Dirán algunos que los comunistas realmente querían una cosa distinta de la que fue. Seguro que sí, pero no en el sentido que pretenden los maliciosos. Pretender una cosa distinta de la que fue supuso cultivar dos actitudes que hoy se echan de menos. La primera es aceptar vivir de manera estable en un mundo que no es al cien por cien como uno lo quiere. Piénsese en la actual tensión independentista, solo por poner un ejemplo. La segunda, como contrapeso de la primera, es sentirse incómodo en un mundo que no es como uno lo quiere y luchar para que sea distinto. La palabra «lucha», en sentido social, estuvo muy unida a los comunistas y los sindicatos.
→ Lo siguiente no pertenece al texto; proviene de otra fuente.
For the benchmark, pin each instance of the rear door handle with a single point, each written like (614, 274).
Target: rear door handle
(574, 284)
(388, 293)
Las mayores frustraciones de la izquierda con el PSOE no tienen que ver con sus ideas, sino con su actitud hacia ellas, con su falta de lucha y su tendencia a reducirse a las circunstancias. Cuando Rubalcaba, intentando conjugar ideas y circunstancias, dijo que el PSOE era un cuerpo monárquico con alma republicana, seguramente quiso tapar cuántas veces el PSOE fue sencillamente un cuerpo sin alma.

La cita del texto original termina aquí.